Lesbian firefighter and paramedic Rebecca Reynolds is set to receive a $1.3 million payout from Kansas City after allegedly facing years of abuse and discrimination from her male coworkers.
The 61-year-old first responder claims to have faced harassment due to her sexual orientation, gender, and age. After one colleague, firefighter Pleaze Robinson III, allegedly urinated on her personal belongings in her office while she was away last year, Reynolds sued. Robinson was identified through DNA, charged with felony harassment, and arrested in April, according to the Kansas City Star.
On Tuesday, the City Council’s finance committee recommended a $1.3 million settlement to compensate Reynolds for the abuse she has faced during her 21-year tenure. The payout is expected to be approved by the full city council Thursday. It will mark the largest discrimination settlement the city has ever agreed to involving the fire department, according to the Star.
The settlement, however, does come with stipulations. If the payout is granted, Reynolds has agreed to drop two pending discrimination lawsuits, filed in 2023 and 2024, and refrain from filing another in relation to the urination incident last year.
Since graduating the city fire department academy at the age of 40, Reynolds claims she has faced “abusive conduct” from coworkers and superiors, according to a petition for damages filed in April.
“Plaintiff has been screamed at by superiors, who have told her, among other things, that she was “not normal” because of her sexual orientation,” the document reads.
Reynolds alleges she was “intentionally tripped” by a coworker last year, which caused a knee injury so severe it required surgery. She also says her authority as a paramedic was consistently undermined and, on one occasion, she was even physically prevented from assisting a patient by a coworker who previously harassed her.

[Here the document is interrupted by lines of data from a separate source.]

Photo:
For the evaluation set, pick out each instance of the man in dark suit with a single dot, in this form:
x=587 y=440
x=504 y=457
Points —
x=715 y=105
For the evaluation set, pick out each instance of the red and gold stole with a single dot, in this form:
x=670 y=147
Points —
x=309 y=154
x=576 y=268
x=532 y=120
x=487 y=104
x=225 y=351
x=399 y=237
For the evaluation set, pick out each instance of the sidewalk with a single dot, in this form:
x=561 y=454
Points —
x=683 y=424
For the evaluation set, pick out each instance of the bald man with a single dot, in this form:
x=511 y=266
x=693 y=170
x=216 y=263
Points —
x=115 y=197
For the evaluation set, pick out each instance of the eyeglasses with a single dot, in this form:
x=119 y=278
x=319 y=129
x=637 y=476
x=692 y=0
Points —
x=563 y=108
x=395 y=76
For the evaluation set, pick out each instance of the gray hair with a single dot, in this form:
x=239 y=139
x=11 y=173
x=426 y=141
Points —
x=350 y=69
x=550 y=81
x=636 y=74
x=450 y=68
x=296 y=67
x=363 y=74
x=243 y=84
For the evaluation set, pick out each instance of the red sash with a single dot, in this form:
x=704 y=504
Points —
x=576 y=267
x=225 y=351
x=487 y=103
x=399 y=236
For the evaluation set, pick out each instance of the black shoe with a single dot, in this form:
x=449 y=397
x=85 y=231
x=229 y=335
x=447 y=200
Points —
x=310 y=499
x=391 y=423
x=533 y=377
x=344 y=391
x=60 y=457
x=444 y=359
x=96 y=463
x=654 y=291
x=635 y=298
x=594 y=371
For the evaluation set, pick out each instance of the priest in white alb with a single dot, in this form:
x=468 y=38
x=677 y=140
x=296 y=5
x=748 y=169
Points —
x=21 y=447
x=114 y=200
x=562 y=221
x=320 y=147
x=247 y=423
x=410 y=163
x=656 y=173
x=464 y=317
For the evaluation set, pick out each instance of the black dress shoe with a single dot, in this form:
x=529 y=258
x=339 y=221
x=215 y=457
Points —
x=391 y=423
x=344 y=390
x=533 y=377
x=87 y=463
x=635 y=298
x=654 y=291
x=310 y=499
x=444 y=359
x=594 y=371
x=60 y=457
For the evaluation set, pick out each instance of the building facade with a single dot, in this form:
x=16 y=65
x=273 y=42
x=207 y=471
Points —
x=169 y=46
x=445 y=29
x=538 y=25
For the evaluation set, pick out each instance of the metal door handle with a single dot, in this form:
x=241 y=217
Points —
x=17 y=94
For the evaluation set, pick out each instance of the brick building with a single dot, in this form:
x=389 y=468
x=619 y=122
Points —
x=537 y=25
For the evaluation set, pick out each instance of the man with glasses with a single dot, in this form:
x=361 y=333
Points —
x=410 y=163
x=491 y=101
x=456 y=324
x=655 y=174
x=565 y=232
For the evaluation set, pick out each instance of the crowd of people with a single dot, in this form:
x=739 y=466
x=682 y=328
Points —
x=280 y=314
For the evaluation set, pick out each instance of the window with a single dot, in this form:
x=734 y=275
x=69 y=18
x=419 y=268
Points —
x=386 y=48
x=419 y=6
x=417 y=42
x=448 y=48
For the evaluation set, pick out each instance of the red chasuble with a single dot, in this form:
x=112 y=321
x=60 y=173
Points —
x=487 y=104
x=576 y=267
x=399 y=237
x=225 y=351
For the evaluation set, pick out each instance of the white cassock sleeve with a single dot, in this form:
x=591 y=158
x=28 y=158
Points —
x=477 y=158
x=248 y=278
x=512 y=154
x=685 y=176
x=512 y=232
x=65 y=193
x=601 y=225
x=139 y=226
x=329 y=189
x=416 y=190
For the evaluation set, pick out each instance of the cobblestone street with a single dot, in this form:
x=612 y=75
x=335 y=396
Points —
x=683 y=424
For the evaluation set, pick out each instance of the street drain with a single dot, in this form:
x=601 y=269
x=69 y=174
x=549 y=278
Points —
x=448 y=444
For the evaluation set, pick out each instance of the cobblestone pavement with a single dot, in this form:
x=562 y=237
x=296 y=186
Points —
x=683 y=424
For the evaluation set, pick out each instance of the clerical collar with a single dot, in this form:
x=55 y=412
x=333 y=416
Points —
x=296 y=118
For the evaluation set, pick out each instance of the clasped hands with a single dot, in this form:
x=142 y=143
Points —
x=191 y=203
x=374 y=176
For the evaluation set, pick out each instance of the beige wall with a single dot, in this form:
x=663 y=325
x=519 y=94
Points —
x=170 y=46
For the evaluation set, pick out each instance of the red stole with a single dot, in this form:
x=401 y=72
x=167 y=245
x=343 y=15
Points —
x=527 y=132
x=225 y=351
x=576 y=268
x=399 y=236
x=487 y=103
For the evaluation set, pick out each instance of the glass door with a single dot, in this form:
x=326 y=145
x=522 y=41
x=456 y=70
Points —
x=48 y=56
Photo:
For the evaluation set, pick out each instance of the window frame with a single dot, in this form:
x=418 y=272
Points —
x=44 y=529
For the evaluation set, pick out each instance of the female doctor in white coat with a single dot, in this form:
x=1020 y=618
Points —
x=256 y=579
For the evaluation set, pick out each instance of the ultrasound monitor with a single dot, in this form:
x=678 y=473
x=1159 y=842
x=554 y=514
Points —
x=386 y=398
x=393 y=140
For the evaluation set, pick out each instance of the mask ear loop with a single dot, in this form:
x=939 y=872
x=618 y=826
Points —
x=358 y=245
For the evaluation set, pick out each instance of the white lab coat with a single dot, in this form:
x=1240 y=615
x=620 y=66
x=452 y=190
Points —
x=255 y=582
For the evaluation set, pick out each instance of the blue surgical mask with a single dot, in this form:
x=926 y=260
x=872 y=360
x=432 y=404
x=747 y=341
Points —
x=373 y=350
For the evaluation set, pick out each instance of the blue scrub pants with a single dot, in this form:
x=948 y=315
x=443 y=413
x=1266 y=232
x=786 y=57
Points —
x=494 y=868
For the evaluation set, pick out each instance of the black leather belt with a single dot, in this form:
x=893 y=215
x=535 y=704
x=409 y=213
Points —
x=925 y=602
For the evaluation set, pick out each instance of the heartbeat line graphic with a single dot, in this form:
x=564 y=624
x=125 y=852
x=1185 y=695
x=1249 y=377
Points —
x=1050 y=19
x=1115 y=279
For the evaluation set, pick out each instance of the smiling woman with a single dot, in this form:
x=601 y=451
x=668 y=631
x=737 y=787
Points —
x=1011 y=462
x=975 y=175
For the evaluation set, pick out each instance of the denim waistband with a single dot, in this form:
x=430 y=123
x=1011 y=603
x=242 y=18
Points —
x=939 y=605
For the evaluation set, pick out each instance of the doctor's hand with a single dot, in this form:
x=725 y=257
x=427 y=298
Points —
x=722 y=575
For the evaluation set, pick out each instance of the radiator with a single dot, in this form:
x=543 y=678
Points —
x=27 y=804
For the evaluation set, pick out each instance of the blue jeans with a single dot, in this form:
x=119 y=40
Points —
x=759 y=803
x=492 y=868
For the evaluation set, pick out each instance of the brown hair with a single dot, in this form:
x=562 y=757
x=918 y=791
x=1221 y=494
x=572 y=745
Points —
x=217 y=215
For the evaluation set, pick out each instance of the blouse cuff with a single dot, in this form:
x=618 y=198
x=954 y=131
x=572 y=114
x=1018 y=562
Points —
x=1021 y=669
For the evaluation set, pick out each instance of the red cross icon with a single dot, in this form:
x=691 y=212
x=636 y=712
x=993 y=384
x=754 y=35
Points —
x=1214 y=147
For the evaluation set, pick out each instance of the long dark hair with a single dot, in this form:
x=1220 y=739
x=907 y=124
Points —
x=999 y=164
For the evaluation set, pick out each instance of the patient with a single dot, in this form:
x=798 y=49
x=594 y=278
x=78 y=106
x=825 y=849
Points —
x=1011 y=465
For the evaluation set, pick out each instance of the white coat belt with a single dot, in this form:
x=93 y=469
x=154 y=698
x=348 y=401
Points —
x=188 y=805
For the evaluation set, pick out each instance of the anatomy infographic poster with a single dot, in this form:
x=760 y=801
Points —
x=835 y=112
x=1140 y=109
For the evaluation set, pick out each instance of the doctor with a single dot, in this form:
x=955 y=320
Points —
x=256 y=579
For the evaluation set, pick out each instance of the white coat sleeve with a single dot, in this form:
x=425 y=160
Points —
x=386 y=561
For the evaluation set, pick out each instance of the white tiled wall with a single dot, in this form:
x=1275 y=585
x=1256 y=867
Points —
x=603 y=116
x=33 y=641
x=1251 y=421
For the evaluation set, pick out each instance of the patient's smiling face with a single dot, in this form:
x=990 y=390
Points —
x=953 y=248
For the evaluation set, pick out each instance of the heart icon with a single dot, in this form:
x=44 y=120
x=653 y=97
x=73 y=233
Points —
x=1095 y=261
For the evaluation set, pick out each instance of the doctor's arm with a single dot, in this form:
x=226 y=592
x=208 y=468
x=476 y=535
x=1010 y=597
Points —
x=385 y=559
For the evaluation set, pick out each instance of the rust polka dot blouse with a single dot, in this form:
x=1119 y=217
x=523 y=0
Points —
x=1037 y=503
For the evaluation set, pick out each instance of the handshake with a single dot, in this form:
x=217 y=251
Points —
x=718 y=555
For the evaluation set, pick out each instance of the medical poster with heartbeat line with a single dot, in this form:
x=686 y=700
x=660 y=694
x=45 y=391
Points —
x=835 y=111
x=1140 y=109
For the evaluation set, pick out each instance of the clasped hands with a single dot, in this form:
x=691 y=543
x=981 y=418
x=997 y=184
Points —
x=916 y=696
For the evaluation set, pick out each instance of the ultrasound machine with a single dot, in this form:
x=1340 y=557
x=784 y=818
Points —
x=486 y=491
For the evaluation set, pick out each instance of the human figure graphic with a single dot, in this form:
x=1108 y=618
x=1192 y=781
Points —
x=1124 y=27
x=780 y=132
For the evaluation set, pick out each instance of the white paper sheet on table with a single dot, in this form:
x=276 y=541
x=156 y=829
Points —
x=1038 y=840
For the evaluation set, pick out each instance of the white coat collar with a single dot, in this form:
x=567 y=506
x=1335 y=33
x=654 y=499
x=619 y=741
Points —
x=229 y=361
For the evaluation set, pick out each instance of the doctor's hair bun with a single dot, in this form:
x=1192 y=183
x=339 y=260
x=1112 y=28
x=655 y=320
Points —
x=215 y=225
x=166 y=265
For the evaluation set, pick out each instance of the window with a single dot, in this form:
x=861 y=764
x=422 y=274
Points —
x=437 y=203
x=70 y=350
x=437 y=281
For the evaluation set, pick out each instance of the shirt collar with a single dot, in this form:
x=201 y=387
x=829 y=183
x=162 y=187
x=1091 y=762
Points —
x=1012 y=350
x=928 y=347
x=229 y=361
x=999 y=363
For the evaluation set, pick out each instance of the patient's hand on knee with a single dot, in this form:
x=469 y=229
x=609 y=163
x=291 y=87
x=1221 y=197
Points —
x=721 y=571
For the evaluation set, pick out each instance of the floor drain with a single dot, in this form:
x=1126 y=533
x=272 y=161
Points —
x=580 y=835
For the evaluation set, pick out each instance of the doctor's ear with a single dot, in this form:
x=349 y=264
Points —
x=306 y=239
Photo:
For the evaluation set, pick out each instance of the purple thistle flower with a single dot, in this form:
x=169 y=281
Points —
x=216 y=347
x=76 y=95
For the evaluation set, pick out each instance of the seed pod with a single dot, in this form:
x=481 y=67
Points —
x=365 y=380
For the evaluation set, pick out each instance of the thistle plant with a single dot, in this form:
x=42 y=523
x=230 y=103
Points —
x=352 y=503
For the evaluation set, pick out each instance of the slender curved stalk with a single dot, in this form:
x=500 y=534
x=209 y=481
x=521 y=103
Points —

After attempting to discuss the discrimination with her Battalion Chief, she was allegedly retaliated against in the form of “changes in her work assignments, resulting in a loss of income,” according to the petition.
Reynolds has not commented on the possible settlement. Her attorney, Bert Braud of the Popham Law Firm, told the Star, “[The city] didn’t really have much of a choice but to get this resolved.”